11 Jul 2025

Updates to my learnings on LLM integration

A few days back in my post of coding-with-llm I mentioned a few challenges I faced when coding with LLM, now my understanding got updated.

Structured Data

I mentioned there should be some SDK help handles the JSON structure prompt, and later I found vercel ai sdk does the job. It not only provides options to specify schema with zod, but also handles illegal json format with enhanced retries to garantee valid json response.

Managing Complexity

About managing complexity, it's a general rule to solve one problem at a time, it seems with LLM's capability, complexity can also be managed by itself, which is how agents work these days.

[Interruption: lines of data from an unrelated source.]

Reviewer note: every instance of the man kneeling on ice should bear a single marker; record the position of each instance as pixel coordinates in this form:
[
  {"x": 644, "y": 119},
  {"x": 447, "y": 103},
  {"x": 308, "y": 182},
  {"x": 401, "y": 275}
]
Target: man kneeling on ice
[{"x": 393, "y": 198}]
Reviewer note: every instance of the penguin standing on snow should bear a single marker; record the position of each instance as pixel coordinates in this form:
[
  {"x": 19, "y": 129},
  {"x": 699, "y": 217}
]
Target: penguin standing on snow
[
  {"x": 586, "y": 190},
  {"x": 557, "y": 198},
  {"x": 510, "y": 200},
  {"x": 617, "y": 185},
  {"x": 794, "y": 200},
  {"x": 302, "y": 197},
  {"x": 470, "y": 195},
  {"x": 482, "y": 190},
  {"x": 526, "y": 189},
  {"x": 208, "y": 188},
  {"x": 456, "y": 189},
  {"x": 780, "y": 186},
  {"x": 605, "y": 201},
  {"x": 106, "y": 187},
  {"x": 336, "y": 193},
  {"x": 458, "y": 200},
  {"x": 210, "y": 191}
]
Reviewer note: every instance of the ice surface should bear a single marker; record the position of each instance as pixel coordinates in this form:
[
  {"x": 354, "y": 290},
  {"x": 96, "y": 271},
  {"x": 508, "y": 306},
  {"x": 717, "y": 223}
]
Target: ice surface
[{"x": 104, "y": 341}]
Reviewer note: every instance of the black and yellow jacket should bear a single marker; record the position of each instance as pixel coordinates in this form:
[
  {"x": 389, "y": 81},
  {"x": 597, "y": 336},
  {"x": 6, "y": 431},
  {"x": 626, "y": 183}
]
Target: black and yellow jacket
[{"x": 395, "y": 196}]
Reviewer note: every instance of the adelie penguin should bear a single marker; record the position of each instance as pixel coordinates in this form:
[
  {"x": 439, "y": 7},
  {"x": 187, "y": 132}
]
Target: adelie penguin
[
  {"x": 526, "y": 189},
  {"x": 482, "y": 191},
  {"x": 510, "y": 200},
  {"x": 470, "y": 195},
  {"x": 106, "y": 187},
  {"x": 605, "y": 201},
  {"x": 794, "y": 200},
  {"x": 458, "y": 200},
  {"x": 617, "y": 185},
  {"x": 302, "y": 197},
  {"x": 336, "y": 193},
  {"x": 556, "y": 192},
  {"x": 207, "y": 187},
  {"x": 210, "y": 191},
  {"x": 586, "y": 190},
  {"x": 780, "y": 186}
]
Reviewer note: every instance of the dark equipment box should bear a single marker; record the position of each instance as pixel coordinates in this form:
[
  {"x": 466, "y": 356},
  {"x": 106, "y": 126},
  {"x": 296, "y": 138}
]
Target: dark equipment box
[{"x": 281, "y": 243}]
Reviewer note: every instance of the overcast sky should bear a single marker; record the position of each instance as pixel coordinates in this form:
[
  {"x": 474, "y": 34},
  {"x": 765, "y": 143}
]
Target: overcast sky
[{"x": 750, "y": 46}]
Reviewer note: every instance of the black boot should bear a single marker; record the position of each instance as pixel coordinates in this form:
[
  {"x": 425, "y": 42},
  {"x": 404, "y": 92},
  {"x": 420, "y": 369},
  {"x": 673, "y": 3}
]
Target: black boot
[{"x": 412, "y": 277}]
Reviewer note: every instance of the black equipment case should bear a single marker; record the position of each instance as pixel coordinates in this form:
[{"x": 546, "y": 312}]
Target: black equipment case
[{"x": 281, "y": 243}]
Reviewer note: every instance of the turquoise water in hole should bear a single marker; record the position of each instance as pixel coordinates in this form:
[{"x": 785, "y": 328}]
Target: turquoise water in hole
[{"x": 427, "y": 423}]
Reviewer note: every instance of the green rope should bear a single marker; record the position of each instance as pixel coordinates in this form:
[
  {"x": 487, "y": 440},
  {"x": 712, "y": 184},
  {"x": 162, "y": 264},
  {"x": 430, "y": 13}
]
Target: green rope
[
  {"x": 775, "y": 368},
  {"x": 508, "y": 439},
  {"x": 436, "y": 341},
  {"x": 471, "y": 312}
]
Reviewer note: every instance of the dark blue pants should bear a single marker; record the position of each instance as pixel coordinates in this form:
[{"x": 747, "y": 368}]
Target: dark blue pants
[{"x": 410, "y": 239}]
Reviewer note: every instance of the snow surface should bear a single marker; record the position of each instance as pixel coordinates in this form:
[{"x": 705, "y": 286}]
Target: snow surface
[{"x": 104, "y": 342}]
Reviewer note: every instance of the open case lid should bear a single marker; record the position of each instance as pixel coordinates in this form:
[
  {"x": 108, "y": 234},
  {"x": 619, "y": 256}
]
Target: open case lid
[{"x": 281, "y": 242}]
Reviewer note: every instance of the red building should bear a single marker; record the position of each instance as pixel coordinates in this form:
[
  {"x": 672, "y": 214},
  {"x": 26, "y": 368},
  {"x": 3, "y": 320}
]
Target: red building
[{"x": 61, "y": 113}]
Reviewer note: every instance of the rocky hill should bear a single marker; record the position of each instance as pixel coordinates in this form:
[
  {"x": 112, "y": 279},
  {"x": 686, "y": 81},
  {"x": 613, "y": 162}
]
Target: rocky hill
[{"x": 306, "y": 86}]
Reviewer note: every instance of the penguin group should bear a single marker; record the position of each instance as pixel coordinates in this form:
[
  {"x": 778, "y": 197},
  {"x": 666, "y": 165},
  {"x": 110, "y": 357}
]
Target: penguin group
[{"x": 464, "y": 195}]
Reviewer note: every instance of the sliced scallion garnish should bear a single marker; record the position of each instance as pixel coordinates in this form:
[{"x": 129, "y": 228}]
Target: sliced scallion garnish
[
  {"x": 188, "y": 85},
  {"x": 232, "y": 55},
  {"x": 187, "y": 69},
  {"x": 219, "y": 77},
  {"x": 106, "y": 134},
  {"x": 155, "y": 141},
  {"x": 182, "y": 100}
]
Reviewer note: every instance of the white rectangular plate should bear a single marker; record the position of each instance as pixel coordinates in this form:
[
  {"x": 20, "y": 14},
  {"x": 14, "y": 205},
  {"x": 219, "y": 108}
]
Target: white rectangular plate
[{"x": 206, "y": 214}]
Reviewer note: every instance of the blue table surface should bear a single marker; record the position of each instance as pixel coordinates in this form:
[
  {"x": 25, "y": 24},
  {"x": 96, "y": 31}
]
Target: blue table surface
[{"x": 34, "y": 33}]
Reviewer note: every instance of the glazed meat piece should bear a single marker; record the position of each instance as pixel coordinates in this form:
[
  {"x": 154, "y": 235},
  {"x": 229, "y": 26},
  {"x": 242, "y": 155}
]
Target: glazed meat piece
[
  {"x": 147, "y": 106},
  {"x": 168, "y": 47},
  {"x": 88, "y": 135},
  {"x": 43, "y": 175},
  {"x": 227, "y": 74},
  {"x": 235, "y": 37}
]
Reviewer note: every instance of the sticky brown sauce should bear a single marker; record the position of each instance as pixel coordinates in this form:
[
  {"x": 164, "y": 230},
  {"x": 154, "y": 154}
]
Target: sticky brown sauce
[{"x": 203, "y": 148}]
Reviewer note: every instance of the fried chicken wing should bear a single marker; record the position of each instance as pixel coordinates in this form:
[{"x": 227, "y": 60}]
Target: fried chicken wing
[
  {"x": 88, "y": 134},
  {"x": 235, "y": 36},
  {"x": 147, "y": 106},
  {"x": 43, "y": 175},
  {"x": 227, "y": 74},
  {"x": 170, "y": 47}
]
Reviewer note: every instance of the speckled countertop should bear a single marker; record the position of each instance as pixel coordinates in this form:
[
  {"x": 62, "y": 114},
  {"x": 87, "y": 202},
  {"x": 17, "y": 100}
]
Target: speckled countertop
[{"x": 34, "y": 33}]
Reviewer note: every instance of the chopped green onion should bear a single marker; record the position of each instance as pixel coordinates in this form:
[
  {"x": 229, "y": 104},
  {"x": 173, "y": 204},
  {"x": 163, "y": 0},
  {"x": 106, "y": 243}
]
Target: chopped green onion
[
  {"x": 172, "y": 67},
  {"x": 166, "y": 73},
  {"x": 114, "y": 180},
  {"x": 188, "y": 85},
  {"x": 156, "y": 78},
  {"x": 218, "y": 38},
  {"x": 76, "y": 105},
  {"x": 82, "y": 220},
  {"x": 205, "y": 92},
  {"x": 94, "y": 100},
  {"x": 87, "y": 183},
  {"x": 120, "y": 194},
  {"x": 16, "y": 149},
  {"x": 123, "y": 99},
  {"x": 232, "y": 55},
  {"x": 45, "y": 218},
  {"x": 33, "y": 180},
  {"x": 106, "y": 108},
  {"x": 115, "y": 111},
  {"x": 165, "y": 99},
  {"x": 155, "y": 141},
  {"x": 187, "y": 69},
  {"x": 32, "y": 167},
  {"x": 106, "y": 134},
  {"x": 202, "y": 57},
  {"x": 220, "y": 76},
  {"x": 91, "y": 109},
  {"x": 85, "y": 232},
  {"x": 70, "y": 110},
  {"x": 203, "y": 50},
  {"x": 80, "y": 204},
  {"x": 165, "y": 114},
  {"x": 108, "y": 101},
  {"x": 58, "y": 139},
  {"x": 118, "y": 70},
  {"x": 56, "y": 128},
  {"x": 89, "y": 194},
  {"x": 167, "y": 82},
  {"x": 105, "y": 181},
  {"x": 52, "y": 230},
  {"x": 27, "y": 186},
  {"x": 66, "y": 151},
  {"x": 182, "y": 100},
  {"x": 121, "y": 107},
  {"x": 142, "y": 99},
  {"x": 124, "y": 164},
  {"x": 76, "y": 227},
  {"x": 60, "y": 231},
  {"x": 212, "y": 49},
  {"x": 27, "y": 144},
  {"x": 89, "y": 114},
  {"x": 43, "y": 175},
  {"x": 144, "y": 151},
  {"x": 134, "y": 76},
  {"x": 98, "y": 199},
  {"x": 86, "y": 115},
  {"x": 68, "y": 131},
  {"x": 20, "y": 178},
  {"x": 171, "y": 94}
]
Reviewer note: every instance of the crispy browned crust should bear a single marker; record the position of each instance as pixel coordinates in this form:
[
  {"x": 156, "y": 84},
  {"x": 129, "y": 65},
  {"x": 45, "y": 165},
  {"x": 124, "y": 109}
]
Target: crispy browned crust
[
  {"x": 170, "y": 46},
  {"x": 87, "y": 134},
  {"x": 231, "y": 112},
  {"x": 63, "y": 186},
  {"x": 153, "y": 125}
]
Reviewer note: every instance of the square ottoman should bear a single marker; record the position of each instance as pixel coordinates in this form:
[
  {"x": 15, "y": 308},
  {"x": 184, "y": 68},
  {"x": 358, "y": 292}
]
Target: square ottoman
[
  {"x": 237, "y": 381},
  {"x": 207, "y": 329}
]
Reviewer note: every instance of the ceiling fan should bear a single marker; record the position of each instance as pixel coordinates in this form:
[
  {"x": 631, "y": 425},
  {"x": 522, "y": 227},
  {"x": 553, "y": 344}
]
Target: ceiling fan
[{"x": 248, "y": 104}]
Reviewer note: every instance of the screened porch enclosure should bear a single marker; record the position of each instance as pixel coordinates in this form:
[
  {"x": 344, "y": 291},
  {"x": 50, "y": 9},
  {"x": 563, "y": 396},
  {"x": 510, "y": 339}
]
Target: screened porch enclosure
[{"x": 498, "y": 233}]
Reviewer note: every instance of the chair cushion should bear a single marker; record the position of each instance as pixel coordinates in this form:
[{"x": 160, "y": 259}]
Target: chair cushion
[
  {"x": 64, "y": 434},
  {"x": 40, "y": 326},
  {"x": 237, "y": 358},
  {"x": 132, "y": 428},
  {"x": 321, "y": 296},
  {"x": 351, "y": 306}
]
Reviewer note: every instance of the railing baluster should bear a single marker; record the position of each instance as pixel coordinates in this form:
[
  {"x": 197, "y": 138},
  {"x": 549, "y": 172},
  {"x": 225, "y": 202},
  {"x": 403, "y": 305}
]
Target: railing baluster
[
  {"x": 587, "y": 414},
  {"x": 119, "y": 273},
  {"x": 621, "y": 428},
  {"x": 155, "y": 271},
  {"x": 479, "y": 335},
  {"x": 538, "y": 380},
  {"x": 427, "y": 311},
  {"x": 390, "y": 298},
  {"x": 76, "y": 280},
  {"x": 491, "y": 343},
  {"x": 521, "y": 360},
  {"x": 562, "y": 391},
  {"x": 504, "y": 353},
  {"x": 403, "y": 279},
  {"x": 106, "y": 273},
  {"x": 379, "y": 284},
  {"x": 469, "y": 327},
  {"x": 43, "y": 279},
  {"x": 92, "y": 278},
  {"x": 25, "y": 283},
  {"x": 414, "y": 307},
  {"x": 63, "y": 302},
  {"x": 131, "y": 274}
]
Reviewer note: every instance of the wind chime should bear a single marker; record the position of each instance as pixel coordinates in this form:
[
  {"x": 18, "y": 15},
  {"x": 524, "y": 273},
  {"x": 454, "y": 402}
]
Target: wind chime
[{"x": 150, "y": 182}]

This is revolutionary comparing to traditional programming that, a key "intelligent" engineering practice of "break down" could be handled by AI. Althought it's arguable whether LLMs have mastered it , comparing to coding (implementation of unambigious logic by code), which is probably consensus that AI has mastered.

Response time

I mentioned a few work-arounds of mitigating long response time. But later I realized, optimization won't address much of the user experience issue , due to how LLM works. It spill out tokens one by one, at speed around 200-300 tokens/second, meaning most of response will take seconds. With reasoning models, it will be even worse. So for user experience wise, a different way of user interaction is needed, comparing to traditional applications, and the answers seem to be:

Chat, this is probably why almost all LLM applications today are some kind of chat. It streams the response, so user doesn't have to wait long period and seeing no progress. BTW verscel SDK provide streamObject option
Batch processing, if the scenario does not require instant feedback.

Multi-Model Strategy

I used a few different models in my project, thinking of factors like cost and reponse time. But I found that larger models perform better, using smaller model to save money and a bit of time probably won't make sense if quality is compromised.

While for LLM API consumers, using different models might still make sense depends on the performance of models on different type of tasks. This might be addressed by big palyers with things like LLM MoE, and eventually the main benefit of using multiple model would be portablity.